One proposed solution is to offer the commonly used online driver’s education, Drivers Ed, classes as part of the high school curriculum. While it addresses a real problem of a license being difficult to get, the problem is small enough and the costs high enough that it is not worth it for Berkeley High School students.
The principle problem with Drivers Ed in schools is that it’s simply too costly. Offering any new class at a school costs money, but offering driving classes would be even more expensive. It would require hiring driving teachers, curriculum, and cars for students to practice with.
Worrying about this may seem miserly. How can one put a price on education? But offering new classes will force cuts in other areas. Berkeley Unified School District (BUSD) will soon have to make 1.8 million dollars in budget cuts to reduce it’s 2.4 million dollar deficit. Many programs and staff members will have to be cut, and high spending on driving class will only require more cuts to compensate for. The question is not whether driving lessons are important, but rather whether they are more important than school counselors, lowering class sizes, or arts education.

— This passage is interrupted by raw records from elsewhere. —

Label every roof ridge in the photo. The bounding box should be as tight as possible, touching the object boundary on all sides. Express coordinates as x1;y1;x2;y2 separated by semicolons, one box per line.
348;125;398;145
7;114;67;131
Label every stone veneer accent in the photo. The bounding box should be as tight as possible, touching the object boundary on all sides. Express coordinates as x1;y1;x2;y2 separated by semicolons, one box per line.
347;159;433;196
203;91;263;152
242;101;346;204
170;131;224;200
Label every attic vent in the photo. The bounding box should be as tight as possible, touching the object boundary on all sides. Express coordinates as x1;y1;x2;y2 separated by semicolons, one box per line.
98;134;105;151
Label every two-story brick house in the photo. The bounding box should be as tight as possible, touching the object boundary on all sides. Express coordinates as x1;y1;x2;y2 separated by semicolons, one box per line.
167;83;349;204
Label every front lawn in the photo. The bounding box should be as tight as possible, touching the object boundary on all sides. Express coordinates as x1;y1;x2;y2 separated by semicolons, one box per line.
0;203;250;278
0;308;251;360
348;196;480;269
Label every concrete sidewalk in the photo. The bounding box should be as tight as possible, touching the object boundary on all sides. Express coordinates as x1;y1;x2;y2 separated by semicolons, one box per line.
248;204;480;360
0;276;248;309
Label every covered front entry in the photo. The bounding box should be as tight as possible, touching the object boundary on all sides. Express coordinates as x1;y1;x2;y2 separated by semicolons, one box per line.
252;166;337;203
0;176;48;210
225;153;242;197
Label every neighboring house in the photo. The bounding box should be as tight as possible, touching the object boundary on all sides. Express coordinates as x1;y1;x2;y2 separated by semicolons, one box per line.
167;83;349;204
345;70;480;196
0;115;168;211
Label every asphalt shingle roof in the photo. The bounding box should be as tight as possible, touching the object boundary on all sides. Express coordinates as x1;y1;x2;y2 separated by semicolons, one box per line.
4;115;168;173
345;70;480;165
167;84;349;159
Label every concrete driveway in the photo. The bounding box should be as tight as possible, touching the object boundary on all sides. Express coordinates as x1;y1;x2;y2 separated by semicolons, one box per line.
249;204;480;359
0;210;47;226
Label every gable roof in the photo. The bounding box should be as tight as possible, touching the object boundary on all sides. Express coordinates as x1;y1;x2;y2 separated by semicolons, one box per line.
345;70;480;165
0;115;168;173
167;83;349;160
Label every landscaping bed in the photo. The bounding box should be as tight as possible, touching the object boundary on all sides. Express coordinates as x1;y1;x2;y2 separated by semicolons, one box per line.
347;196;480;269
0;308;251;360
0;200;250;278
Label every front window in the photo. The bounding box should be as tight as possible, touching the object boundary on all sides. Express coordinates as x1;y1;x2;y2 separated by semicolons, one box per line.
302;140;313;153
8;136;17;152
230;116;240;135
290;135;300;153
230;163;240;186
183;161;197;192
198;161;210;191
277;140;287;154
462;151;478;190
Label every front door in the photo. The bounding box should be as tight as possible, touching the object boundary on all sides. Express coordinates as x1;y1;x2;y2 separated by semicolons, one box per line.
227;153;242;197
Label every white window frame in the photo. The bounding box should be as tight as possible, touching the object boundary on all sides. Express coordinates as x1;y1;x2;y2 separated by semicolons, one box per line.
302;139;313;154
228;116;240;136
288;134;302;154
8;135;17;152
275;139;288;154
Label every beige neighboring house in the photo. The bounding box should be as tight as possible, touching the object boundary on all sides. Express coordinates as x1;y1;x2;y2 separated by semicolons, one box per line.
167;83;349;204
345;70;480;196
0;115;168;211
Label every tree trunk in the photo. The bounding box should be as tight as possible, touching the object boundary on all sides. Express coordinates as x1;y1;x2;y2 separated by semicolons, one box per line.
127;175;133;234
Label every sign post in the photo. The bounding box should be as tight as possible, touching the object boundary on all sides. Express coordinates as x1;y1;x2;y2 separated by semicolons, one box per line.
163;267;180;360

Not only are classes expensive, it’s doubtful they would be used. Many students lack the space in their schedules for driving courses. They might want to take Drivers Ed, but refrain because the course doesn’t align with their academic goals.
Is it actually that important for all people to have access to a license? Luckily, cars are not the only method of transportation in the Bay Area. Many teenagers get around by BART, on buses, bikes or with Uber.

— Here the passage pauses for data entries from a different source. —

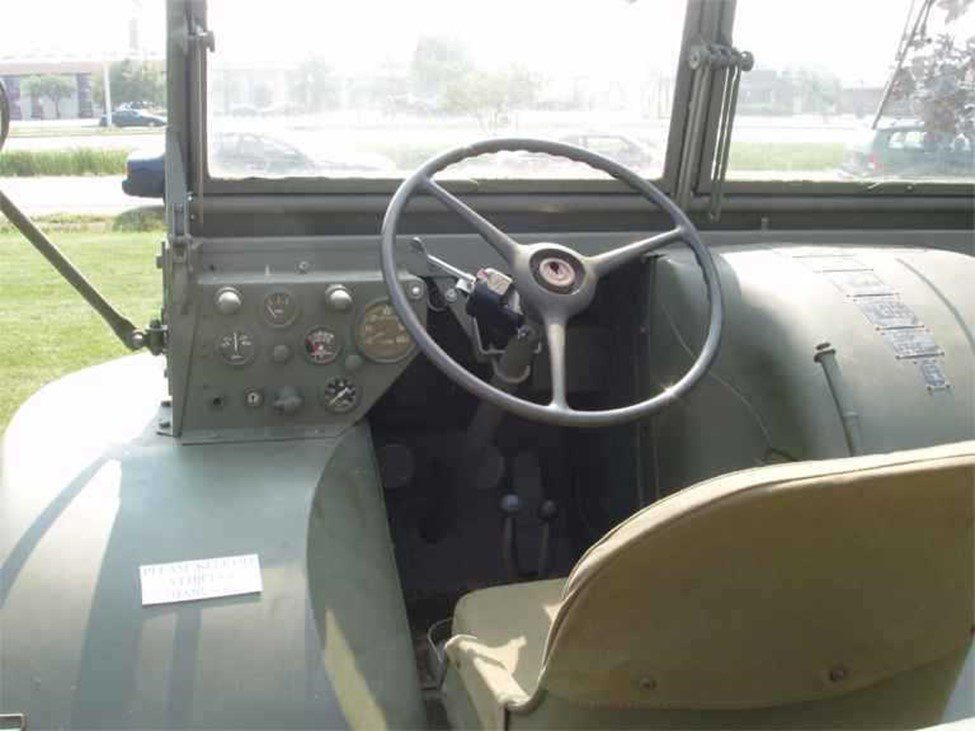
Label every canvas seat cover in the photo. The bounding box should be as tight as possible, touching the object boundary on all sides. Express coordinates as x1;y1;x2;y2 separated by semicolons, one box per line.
447;441;975;727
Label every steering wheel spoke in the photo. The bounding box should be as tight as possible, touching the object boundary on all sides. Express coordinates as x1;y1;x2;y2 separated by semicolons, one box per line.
589;226;685;277
544;317;569;411
421;177;518;264
381;138;724;427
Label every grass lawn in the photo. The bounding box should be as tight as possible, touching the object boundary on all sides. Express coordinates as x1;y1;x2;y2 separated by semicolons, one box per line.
0;232;163;431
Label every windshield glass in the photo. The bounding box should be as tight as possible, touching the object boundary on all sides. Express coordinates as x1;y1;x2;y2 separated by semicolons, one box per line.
728;0;975;181
208;0;685;178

It might be easier for some students if they learned to drive, but it would not be much easier than it already is. On top of that, not all students have access to a car. For those students, these classes would do absolutely nothing. It certainly would not make enough of a difference to justify the expense of the program that relatively few students would use.
Making driver’s education more accessible is a commendable idea. Lack of accessibility, although real, is not a massive problem. It certainly does not warrant pressing down the finances of our already cash-strapped schools for benefits that are marginal at best.